Proposed sale of 4.8 million Verizon lines to Frontier will harm consumers in rural America
The Communications of America raised strong concerns about the proposed sale of 4.8 million landlines in 14 states by Verizon Communications to Frontier Communications, in a filing to the Federal Communications Commission. The deal as currently structured will cause substantial harm to consumers and communities, will be a step backward in terms of high speed broadband buildout and is contrary to the public interest. CWA pointed to Verizon's track record and the poor outcomes for consumers of similar sales to FairPoint Communications, Hawaiian Telecom and Idearc, Inc. These three deals all have resulted in hardships and service restrictions for consumers in those regions, CWA said.
In its FCC filing, CWA stressed that the acquisition of 4.8 million landlines by Frontier would put enormous pressure on the company, and as it is currently structured, Frontier would not have the resources to improve service and expand broadband to the primarily rural areas it would acquire from Verizon.
The deal would burden Frontier with an additional $3.4 billion in debt, requiring the transferred properties to produce six times the revenue they do now to service this debt. Neither Frontier nor any other company its size has ever taken on a deal of this magnitude, one that requires the integration of 4.8 million lines over 14 states. Frontier would have to manage a company with triple its current number of access lines and employees. In West Virginia, the deal requires Frontier to integrate all computer systems on the day the deal closes. In the 13 other states, Frontier will be under financial pressure to move to its own systems as soon as possible in order to stop paying rent to Verizon and to meet its projected $500 million "synergy" targets.
CWA reminded the FCC that it took Frontier seven years to integrate the approximately 500,000 lines it purchased from Rochester Telephone in 2001, and even then there were serious service problems. CWA raised serious concerns that Frontier will be able to implement a smooth integration and avoid the disastrous experience that is taking place right now as a consequence of Verizon's landline divestiture in northern New England to FairPoint.
The world class fiber optic network and high speed broadband generally now enjoyed by consumers in parts of four states would be affected. In Washington, Oregon, Indiana, and South Carolina, Verizon's fiber-to-the-home FiOS network passes 600,000 homes in these states and serves 140,000 FiOS Internet and 103,000 FiOS TV subscribers. While Frontier claims it will continue to provide video programming to current customers, it is not at all clear that the company, which has never operated a video system before, would have the resources to support increases in programming and other costs spread over a much smaller viewing audience and revenue base. In some areas almost certain to be affected by the sale where Verizon hasn't deployed FiOS, Verizon is offering a high-speed DSL service that operates at more than twice the speed of Frontier's offering.
The transaction poses tremendous financial and operational risks of harm and has no countervailing public interest benefits. Frontier has made no definite, verifiable, or enforceable commitments in terms of broadband build-out or improvements in service to consumers, and in fact, the company projects a 21 percent or $500 million cut in operational expenses, which would limit funds for investment in plant, customer service, and staffing. This transaction as currently structured will harm not only the almost 5 million consumers and the hundreds of communities in the 14 states in which landlines will transfer from Verizon to Frontier, but will adversely affect the 2.3 million current Frontier customers in 24 states that will suffer as the new Frontier diverts financial and human resources to meet merger-related debt obligations and operational challenges.

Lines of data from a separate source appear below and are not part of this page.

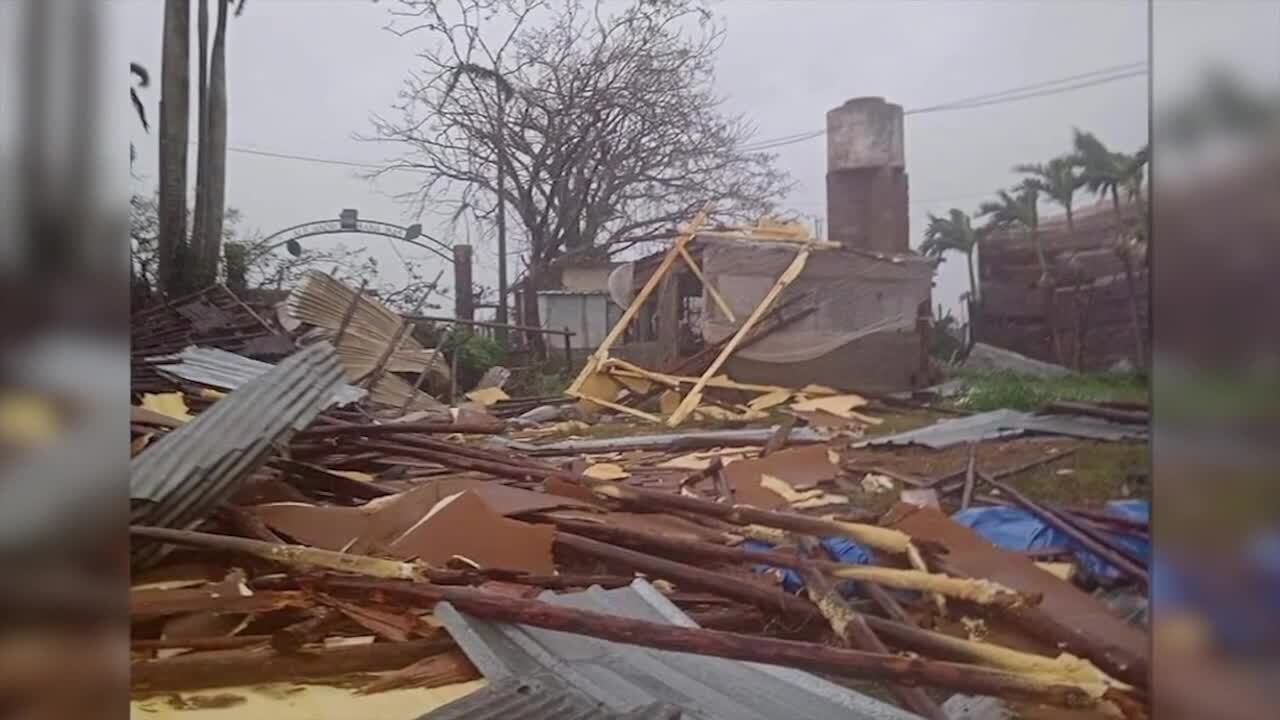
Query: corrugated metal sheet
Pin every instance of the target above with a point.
(186, 474)
(543, 697)
(228, 370)
(1009, 423)
(625, 678)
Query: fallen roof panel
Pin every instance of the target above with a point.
(186, 474)
(543, 697)
(1009, 423)
(228, 370)
(627, 678)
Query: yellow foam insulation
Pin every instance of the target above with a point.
(597, 386)
(769, 400)
(487, 396)
(1063, 570)
(668, 401)
(27, 419)
(607, 472)
(298, 702)
(169, 404)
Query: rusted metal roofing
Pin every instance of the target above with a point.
(183, 477)
(228, 370)
(624, 678)
(1009, 423)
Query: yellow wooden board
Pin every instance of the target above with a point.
(695, 395)
(839, 405)
(769, 400)
(606, 472)
(170, 404)
(487, 396)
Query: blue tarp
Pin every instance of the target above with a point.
(842, 550)
(1014, 528)
(1238, 597)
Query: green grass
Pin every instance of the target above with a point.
(997, 390)
(1098, 472)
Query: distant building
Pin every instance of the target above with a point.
(1098, 305)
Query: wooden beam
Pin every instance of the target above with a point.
(752, 648)
(630, 313)
(851, 629)
(616, 406)
(694, 397)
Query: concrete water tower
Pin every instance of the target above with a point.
(867, 190)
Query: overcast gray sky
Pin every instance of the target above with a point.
(306, 74)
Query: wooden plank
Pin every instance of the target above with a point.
(694, 397)
(617, 406)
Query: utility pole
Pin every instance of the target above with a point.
(502, 217)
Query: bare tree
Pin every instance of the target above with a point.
(603, 126)
(174, 110)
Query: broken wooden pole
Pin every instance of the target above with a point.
(401, 428)
(881, 538)
(302, 557)
(983, 592)
(248, 666)
(967, 496)
(946, 647)
(752, 648)
(1114, 414)
(854, 632)
(759, 595)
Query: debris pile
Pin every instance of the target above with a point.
(306, 520)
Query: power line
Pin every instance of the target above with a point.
(301, 158)
(1011, 95)
(1127, 67)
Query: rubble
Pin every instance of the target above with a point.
(347, 540)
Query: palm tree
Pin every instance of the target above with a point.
(1020, 210)
(954, 233)
(1057, 180)
(1106, 173)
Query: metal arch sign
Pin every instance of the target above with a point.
(393, 231)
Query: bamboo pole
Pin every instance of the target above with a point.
(854, 632)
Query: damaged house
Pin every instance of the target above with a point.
(1097, 314)
(854, 314)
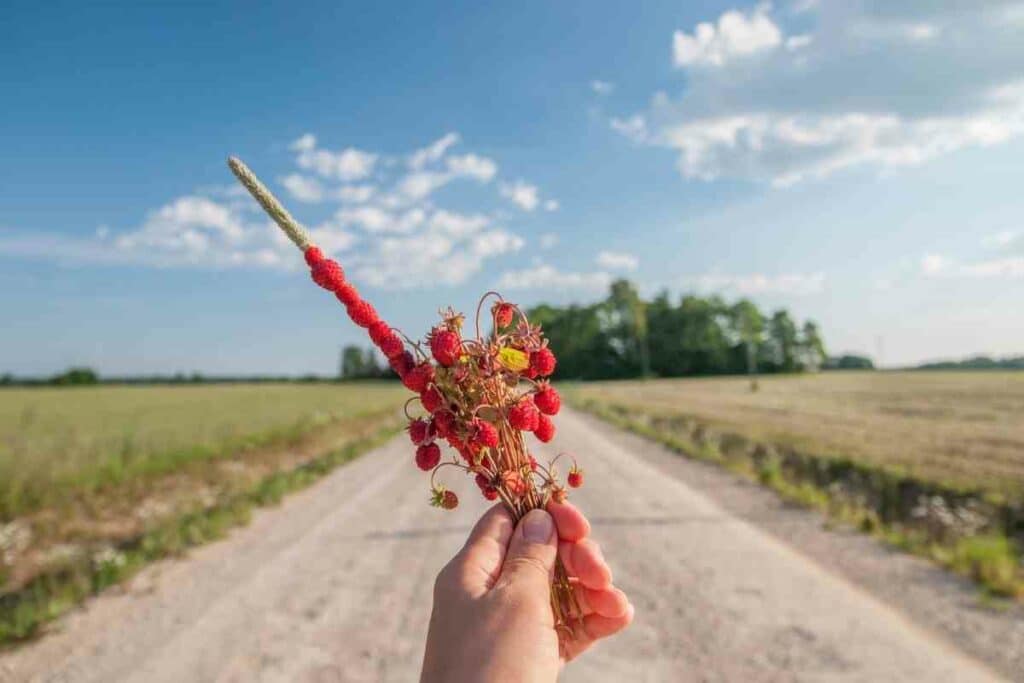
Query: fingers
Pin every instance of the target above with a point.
(594, 628)
(481, 558)
(610, 602)
(529, 561)
(585, 561)
(570, 522)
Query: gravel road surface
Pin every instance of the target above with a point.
(728, 586)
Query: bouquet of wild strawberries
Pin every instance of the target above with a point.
(480, 394)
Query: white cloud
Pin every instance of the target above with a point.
(617, 260)
(794, 43)
(354, 194)
(747, 285)
(302, 187)
(433, 152)
(548, 278)
(521, 194)
(635, 127)
(754, 112)
(348, 164)
(549, 241)
(472, 166)
(737, 35)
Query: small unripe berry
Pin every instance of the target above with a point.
(484, 433)
(574, 478)
(542, 361)
(523, 415)
(548, 400)
(503, 314)
(545, 429)
(445, 346)
(427, 457)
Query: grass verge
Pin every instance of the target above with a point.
(47, 596)
(965, 531)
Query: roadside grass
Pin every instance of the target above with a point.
(83, 507)
(958, 524)
(54, 592)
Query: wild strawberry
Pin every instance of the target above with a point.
(419, 377)
(431, 399)
(574, 478)
(427, 457)
(542, 361)
(313, 256)
(419, 431)
(523, 415)
(401, 364)
(391, 346)
(346, 293)
(363, 313)
(514, 483)
(503, 312)
(484, 433)
(548, 400)
(328, 273)
(378, 331)
(545, 429)
(444, 422)
(450, 501)
(445, 346)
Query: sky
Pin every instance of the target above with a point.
(857, 163)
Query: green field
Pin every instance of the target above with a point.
(58, 443)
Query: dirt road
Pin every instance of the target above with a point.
(335, 586)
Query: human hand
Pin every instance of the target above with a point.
(492, 619)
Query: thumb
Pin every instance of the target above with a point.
(530, 559)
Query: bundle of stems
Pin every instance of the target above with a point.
(480, 394)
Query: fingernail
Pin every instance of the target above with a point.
(538, 526)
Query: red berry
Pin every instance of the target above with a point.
(419, 377)
(363, 313)
(548, 399)
(545, 429)
(445, 346)
(484, 433)
(346, 293)
(313, 256)
(542, 361)
(328, 273)
(401, 364)
(523, 415)
(378, 331)
(419, 431)
(432, 399)
(574, 478)
(391, 346)
(427, 457)
(444, 422)
(503, 314)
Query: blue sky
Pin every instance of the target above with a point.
(858, 163)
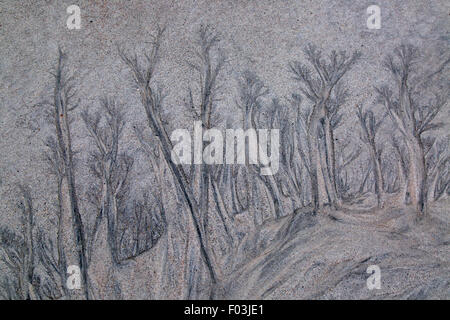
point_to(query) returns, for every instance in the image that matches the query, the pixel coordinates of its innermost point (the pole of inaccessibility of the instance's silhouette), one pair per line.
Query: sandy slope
(325, 256)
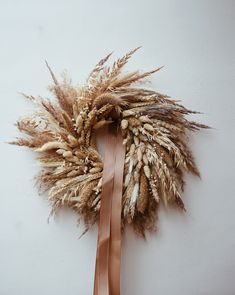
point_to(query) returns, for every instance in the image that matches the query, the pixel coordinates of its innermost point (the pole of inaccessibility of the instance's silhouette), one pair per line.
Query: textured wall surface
(191, 253)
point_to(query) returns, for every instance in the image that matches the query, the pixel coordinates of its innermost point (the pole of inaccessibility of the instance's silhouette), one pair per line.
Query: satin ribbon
(108, 255)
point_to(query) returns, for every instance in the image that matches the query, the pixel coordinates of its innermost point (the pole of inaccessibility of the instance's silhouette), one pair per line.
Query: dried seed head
(145, 119)
(128, 113)
(147, 171)
(67, 154)
(148, 127)
(51, 145)
(139, 154)
(145, 159)
(132, 149)
(136, 141)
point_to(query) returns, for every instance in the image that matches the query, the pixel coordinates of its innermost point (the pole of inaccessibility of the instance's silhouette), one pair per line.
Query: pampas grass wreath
(155, 134)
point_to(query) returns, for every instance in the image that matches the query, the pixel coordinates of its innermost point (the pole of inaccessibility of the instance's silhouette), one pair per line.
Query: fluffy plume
(154, 129)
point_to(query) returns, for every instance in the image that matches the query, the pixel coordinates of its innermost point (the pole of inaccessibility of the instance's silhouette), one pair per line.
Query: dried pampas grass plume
(154, 129)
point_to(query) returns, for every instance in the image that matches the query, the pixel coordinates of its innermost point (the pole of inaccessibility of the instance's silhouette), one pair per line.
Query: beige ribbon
(108, 255)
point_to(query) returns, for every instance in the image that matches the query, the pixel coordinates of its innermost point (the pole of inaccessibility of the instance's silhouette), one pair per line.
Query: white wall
(191, 253)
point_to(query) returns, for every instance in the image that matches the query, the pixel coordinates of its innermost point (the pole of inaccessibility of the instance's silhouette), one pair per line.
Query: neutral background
(191, 253)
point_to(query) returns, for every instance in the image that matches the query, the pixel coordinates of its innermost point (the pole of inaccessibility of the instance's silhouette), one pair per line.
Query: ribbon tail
(108, 256)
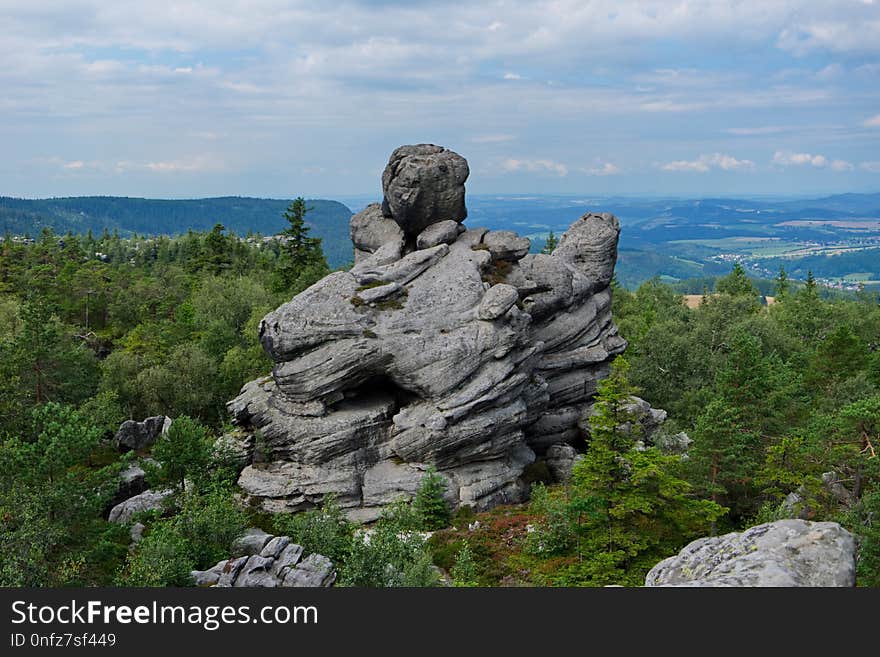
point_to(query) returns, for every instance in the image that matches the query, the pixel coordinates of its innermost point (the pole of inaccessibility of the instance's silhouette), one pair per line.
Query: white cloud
(512, 165)
(786, 159)
(760, 130)
(492, 139)
(196, 164)
(602, 169)
(705, 163)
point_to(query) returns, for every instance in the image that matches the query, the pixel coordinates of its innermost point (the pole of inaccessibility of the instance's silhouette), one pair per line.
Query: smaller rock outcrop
(268, 561)
(782, 553)
(149, 500)
(140, 435)
(424, 184)
(132, 481)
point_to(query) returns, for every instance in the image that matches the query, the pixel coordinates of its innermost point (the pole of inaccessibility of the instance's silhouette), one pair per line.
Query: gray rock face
(252, 542)
(497, 301)
(443, 232)
(424, 184)
(465, 354)
(370, 229)
(140, 435)
(781, 553)
(132, 481)
(278, 562)
(147, 501)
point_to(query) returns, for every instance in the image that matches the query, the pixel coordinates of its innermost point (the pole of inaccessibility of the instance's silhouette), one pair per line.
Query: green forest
(327, 220)
(782, 404)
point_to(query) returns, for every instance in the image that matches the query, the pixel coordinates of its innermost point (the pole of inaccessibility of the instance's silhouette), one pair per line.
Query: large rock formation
(441, 346)
(781, 553)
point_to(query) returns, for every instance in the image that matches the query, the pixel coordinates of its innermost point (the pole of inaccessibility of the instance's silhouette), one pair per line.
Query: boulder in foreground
(782, 553)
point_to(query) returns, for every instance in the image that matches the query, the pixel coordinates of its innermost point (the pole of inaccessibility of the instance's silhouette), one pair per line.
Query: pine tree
(626, 503)
(430, 503)
(302, 260)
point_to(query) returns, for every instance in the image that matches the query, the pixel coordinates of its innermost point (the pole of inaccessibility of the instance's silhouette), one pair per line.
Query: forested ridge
(328, 220)
(98, 329)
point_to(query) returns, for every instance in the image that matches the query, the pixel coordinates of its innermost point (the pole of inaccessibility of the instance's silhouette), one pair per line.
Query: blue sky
(273, 98)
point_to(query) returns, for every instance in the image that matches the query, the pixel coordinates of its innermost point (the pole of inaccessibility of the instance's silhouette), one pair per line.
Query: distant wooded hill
(327, 219)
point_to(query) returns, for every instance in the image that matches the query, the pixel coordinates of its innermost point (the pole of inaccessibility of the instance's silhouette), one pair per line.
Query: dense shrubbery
(125, 329)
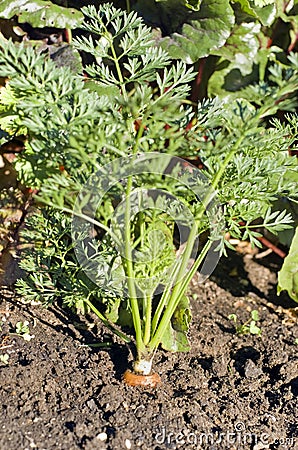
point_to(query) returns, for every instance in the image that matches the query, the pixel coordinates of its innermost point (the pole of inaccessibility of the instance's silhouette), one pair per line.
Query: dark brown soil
(229, 392)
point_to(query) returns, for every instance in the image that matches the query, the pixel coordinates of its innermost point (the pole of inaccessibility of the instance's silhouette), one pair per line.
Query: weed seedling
(4, 358)
(248, 327)
(22, 330)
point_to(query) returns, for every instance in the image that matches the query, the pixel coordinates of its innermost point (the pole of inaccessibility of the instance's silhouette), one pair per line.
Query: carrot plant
(122, 222)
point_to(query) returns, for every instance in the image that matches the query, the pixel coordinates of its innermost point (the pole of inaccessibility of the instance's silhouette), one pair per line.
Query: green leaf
(201, 32)
(175, 337)
(40, 13)
(288, 275)
(255, 315)
(241, 47)
(253, 329)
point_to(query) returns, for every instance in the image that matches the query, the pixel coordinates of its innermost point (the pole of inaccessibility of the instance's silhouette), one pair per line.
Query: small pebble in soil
(102, 437)
(251, 370)
(127, 444)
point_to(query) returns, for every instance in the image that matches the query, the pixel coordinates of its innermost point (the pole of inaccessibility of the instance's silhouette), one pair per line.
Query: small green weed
(4, 358)
(248, 327)
(22, 330)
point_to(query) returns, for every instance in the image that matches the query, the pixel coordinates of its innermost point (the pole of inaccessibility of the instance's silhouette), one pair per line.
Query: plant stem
(171, 299)
(128, 265)
(147, 319)
(175, 299)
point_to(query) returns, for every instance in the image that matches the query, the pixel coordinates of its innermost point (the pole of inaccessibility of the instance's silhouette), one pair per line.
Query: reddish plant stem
(273, 247)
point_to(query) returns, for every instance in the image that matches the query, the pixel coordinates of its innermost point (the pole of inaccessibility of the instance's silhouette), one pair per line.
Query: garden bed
(229, 392)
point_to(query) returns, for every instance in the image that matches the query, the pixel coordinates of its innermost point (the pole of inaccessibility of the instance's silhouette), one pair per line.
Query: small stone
(102, 437)
(91, 404)
(127, 444)
(251, 370)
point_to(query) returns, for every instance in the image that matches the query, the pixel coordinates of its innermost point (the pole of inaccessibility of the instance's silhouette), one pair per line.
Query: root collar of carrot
(134, 379)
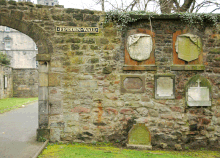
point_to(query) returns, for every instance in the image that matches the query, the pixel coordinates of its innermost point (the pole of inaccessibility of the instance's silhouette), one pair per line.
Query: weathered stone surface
(54, 79)
(139, 135)
(139, 46)
(188, 47)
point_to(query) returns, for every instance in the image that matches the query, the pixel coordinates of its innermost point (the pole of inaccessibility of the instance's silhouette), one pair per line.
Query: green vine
(123, 18)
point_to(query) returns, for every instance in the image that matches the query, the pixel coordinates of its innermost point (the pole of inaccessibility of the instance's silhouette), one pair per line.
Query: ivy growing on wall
(123, 18)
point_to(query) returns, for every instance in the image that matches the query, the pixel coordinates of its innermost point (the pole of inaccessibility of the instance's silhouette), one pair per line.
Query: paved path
(18, 132)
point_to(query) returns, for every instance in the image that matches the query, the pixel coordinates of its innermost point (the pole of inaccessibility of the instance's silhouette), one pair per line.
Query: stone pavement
(18, 132)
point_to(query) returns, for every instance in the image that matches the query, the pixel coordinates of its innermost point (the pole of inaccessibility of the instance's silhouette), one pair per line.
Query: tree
(165, 6)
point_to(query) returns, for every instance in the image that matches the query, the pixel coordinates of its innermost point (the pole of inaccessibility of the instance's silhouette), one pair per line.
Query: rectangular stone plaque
(164, 86)
(6, 82)
(70, 29)
(139, 135)
(132, 83)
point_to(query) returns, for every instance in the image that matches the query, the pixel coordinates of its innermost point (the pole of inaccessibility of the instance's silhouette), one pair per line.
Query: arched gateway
(94, 84)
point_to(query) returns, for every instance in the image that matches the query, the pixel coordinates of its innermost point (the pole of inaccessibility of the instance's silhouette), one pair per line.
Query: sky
(91, 4)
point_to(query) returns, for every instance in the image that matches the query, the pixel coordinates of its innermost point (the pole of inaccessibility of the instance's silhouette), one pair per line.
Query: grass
(12, 103)
(91, 151)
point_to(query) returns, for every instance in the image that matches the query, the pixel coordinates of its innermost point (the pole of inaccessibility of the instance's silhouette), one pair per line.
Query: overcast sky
(91, 4)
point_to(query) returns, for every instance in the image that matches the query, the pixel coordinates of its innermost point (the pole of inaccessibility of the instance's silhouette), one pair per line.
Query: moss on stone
(107, 70)
(88, 40)
(94, 60)
(78, 16)
(79, 53)
(74, 40)
(2, 2)
(71, 10)
(77, 60)
(217, 59)
(75, 47)
(86, 11)
(72, 24)
(12, 2)
(215, 51)
(94, 47)
(30, 4)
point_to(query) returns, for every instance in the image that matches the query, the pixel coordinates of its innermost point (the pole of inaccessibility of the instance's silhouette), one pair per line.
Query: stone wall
(6, 91)
(25, 82)
(80, 97)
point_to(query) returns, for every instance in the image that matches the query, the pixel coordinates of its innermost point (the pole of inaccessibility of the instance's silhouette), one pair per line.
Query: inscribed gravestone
(198, 96)
(188, 47)
(132, 83)
(139, 46)
(138, 136)
(164, 86)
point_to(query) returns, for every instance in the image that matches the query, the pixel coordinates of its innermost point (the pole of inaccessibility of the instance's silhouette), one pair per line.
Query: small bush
(4, 59)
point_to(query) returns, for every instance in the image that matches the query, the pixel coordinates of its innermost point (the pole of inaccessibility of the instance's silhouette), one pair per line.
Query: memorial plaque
(188, 47)
(139, 46)
(5, 82)
(132, 83)
(70, 29)
(139, 135)
(164, 86)
(198, 96)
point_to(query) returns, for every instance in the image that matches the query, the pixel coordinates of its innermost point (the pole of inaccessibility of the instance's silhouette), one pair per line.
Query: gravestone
(198, 92)
(139, 46)
(139, 137)
(188, 46)
(164, 86)
(132, 83)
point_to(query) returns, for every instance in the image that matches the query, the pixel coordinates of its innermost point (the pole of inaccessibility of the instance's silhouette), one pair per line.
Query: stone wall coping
(163, 16)
(24, 68)
(187, 67)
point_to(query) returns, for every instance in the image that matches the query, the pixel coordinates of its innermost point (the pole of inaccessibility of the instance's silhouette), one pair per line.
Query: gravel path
(18, 132)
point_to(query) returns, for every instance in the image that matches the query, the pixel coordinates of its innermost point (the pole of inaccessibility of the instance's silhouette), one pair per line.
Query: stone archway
(17, 19)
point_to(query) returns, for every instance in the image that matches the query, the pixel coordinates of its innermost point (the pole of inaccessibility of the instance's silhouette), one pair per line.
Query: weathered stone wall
(79, 86)
(25, 82)
(6, 92)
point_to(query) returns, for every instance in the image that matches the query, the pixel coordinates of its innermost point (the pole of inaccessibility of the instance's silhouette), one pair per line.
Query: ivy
(199, 18)
(123, 18)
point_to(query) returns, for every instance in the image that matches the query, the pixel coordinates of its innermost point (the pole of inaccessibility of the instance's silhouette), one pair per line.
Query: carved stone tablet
(132, 83)
(197, 95)
(139, 46)
(139, 135)
(164, 86)
(188, 47)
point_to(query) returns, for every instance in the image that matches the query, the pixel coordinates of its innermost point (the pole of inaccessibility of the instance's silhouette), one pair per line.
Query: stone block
(43, 93)
(43, 121)
(54, 79)
(43, 57)
(55, 107)
(43, 107)
(43, 133)
(54, 134)
(43, 79)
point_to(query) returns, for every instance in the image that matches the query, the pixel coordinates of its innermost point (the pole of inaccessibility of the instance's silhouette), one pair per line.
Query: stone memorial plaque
(132, 83)
(164, 86)
(139, 46)
(198, 96)
(138, 136)
(6, 82)
(188, 47)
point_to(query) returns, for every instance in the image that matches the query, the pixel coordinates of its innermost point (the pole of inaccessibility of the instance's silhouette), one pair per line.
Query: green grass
(12, 103)
(83, 151)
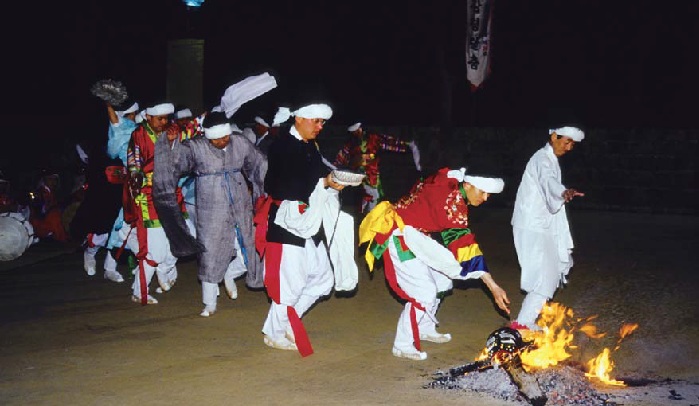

The driving force behind the transaction is tax avoidance. Given these financial and operational risks, CWA pointed out that the real reason behind the deal is Verizon's desire to dump many of its rural properties in a tax-free deal. Utilizing a loophole in the tax code, Verizon will receive $3.3 billion tax free money, while Verizon shareholders will end up as involuntary owners of about 68 percent of the increasingly debt-laden Frontier.